#MAROC_ACCORDS_LIBRE_ECHANGE
Depuis dix ans, Tarik Haddi gère Azur Partners, une société de gestion de fonds de capital investissement dédiée à l’agriculture et à l’agro-industrie. Le capital-risqueur livre son avis sur les opportunités d’investissement publiées dernièrement par le ministère de l’Industrie.
Challenge : que pensez-vous de la banque de projets industriels que le ministère de l’Industrie vient de mettre en ligne ?
Tarik Haddi : c’est une excellente initiative qui devrait permettre d’assurer la cohérence des projets entrepreneuriaux avec les politiques industrielles de notre pays et d’optimiser les aides de l’Etat. Cette initiative est en fait une excellente illustration d’un partenariat public privé intelligent.
Challenge : ces projets sont-ils si attractifs pour attirer les investisseurs marocains et par ricochet limiter, voire arrêter certaines importations de produits en les substituant par une production locale, sachant que le Maroc a signé plus d’une cinquantaine d’accords de libre-échange ?
T.H : le Ministère de l’Industrie, du Commerce, de l’Économie Verte et Numérique, qui est en charge du Commerce Extérieur, est à même justement d’évaluer ce qui peut être lancé comme projet en adéquation avec les accords de libre-échange signés par le Maroc. A titre personnel, je pense qu’il est temps de renégocier certains de ces accords pour s’adapter à l’économie post-Covid, dont on commence à voir les prémices à l’échelle internationale. Je pense aussi, qu’il faudra être vigilant à veiller à la compétitivité des projets de substitution aux importations, notamment en les poussant à intégrer l’export pour être soumis en permanence à la concurrence internationale. Sinon, nous risquons de reproduire les erreurs du passé et mettre à mal toute la compétitivité de nos chaines de valeurs locales.
Challenge : pour inciter davantage les industriels à saisir les opportunités d’investissement dans les projets qu’il a présentés, la tutelle met en avant également un certain nombre d’avantages d’investissement notamment les subventions, du foncier potentiel, l’aide à la formation ou encore le financement. Est-ce suffisant ?

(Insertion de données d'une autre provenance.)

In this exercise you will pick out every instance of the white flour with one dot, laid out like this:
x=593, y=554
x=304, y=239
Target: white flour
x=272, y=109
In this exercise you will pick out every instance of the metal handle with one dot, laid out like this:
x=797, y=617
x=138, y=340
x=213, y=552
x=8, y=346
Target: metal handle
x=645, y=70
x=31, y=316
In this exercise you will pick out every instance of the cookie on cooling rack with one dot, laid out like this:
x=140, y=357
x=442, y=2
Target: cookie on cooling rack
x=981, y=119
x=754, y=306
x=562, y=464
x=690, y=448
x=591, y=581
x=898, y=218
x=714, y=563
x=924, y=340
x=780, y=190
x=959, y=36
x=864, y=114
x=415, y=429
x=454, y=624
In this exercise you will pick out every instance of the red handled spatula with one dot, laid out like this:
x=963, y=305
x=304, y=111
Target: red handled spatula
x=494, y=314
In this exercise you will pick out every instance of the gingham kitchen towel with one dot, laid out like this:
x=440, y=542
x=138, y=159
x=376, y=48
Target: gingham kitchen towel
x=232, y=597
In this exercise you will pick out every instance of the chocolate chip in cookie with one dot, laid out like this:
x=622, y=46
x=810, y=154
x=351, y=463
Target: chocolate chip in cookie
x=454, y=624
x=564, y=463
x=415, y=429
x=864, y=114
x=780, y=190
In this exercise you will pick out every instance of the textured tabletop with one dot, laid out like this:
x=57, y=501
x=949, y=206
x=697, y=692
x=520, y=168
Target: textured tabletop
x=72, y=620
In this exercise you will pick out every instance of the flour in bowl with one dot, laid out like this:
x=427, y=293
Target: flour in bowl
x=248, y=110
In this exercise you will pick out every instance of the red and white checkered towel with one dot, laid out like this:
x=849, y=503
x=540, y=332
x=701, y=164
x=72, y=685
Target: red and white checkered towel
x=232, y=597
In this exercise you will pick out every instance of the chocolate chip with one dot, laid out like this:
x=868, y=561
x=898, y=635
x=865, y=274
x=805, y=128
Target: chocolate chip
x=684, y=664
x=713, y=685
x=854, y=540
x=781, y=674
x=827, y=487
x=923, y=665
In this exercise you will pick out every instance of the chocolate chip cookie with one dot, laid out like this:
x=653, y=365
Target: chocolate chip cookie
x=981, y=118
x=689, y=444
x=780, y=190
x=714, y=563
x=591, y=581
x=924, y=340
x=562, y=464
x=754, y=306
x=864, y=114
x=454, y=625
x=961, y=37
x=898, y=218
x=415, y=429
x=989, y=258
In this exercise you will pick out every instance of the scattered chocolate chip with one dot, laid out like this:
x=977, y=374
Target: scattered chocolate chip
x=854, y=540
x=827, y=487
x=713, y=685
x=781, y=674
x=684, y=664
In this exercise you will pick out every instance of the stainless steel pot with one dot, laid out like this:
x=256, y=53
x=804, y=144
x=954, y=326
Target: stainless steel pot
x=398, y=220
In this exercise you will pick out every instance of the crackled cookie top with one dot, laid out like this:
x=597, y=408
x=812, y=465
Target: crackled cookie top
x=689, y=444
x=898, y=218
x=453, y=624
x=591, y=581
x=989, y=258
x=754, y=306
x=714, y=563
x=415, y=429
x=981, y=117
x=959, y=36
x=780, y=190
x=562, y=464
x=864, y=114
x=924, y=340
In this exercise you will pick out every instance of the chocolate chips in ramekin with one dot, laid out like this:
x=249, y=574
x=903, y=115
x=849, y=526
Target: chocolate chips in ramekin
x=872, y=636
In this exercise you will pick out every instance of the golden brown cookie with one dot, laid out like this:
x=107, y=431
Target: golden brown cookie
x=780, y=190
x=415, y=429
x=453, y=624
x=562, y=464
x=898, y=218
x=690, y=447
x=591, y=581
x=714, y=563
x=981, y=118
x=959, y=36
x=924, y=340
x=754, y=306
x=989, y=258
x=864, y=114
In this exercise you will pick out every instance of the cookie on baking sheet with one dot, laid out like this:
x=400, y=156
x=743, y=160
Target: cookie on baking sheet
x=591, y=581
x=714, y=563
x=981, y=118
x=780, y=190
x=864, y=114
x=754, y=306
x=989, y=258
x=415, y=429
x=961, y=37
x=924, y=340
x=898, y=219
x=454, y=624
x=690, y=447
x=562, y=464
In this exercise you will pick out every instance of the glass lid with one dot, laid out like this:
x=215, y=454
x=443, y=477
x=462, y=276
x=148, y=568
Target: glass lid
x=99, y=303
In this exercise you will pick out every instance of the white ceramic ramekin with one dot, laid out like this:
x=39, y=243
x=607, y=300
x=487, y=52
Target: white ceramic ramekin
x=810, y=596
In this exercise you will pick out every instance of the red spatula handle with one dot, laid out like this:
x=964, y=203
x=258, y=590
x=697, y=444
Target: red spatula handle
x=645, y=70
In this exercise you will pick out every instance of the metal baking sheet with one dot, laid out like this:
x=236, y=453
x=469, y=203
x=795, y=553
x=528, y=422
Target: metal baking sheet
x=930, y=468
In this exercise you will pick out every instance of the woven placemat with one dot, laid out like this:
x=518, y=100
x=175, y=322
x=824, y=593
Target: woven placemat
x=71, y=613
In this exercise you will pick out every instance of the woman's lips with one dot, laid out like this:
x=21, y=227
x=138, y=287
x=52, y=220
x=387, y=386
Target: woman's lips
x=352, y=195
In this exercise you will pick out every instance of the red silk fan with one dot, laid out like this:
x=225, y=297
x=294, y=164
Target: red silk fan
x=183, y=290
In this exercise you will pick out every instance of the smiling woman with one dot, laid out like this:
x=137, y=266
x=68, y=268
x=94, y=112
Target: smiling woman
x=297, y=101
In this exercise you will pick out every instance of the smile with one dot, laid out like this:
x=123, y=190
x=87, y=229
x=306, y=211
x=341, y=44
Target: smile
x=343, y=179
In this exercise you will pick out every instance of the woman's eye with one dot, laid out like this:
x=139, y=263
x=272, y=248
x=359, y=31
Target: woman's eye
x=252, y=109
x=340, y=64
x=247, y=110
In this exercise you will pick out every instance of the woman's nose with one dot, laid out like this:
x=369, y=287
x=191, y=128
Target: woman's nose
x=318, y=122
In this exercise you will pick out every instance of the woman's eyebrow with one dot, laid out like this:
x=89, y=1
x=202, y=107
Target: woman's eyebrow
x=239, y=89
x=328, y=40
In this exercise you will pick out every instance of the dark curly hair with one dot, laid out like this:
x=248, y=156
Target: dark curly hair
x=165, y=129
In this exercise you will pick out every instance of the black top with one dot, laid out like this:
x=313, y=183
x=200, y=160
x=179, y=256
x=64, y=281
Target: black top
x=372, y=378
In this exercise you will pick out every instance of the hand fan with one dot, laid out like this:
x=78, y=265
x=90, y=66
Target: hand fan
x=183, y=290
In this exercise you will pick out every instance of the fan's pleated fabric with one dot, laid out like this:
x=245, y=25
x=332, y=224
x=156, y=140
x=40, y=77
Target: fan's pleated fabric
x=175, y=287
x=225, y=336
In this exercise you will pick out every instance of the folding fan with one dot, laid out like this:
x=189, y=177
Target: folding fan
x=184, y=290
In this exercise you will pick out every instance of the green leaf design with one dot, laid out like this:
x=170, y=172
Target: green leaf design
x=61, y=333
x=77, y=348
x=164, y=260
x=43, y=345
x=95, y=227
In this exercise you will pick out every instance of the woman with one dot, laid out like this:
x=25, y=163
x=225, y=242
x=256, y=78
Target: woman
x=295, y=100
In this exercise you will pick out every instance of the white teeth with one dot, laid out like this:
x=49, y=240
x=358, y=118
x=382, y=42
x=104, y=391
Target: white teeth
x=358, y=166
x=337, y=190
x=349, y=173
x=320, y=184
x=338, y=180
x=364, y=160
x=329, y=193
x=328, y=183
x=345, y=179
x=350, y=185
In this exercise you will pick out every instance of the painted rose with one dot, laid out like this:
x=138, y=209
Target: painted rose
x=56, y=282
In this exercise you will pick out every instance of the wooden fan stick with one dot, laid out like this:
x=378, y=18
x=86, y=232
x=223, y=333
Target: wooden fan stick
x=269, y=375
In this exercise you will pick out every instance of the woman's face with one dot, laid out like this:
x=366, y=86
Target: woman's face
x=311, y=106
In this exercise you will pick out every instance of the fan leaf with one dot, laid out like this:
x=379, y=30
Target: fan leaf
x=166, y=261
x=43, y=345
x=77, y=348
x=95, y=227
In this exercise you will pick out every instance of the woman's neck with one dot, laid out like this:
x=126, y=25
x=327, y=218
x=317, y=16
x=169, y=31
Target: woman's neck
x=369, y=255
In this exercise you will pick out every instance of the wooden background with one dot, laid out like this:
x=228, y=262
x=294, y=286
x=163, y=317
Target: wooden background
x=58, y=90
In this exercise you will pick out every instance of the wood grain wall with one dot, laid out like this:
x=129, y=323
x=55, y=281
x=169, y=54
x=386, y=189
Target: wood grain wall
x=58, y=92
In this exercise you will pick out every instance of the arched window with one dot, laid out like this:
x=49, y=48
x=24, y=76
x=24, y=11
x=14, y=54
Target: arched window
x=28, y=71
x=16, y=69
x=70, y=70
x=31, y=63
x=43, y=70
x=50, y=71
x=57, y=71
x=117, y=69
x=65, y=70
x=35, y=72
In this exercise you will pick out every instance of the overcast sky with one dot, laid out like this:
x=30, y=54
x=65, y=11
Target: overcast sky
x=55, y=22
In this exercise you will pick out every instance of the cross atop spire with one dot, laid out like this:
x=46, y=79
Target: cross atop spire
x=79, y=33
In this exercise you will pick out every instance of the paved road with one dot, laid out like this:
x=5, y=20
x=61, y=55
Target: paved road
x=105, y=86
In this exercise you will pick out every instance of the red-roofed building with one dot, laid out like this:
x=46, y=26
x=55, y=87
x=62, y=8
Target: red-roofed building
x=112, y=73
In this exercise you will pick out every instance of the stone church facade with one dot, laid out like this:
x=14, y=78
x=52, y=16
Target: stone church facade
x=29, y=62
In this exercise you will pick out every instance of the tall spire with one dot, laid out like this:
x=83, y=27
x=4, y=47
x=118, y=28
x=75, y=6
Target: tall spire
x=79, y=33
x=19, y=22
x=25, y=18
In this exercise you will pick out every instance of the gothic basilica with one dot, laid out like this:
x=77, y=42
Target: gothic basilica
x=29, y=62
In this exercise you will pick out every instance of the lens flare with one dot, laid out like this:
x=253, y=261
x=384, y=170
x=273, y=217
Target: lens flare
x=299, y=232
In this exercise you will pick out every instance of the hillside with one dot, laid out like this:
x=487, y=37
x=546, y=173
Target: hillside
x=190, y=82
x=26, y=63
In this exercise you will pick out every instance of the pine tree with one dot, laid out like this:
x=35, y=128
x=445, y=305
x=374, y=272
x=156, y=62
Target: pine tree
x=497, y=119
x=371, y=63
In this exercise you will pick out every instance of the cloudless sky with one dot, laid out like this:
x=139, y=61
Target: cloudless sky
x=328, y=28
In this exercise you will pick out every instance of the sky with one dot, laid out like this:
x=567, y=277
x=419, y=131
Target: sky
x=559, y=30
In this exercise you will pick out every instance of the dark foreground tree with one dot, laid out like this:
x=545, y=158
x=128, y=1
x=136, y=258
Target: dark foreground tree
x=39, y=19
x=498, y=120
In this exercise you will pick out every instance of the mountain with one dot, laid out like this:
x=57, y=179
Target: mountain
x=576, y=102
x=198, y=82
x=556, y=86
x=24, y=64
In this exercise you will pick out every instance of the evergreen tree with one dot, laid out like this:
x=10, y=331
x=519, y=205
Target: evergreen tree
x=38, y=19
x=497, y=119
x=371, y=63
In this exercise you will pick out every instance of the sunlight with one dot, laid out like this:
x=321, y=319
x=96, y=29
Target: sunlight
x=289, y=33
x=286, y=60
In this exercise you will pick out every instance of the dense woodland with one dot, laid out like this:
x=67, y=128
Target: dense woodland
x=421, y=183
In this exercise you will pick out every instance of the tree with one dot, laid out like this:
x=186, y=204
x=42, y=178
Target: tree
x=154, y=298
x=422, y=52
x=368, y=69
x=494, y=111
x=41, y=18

T.H : il faudra compléter le dispositif par un meilleur accès au capital investissement. En effet, pour remettre nos entreprises sur les chemins de la croissance et de la rentabilité, il faudra des financements en fonds propres combinés à une vision stratégique pertinente, une gouvernance améliorée et un monitoring par des professionnels aguerris… et ça, les financements bancaires ne le fournissent pas. Aussi, faut-il accélérer la mise en place du Fonds Stratégique pour renforcer les fonds d’investissement existants et en créer de nouveaux. Il faudra également améliorer le cadre règlementaire des fonds de capital investissement, en accélérant la refonte de la loi sur les OPCC (les organismes de placement collectif en capital, ndlr) , pour permettre à tous les fonds exerçant au Maroc d’y accéder.
Enfin, le cadre fiscal du capital investissement doit impérativement être revu pour pouvoir attirer les Institutionnels à investir dans les fonds marocains. Plus particulièrement, un crédit d’impôt doit être institué pour les investisseurs, personnes physiques ou morales, qui investissent dans les fonds domiciliés au Maroc et il faudra rétablir l’équité fiscale par rapport à la TVA sur les frais de gestion des fonds de capital investissement, à l’instar de ce qui se fait partout ailleurs. Il faut bien comprendre que cette TVA sur les frais de gestion des fonds non remboursés renchérit le fonctionnement des fonds marocains et grève ainsi, la compétitivité de la place Maroc au détriment des autres places régionales.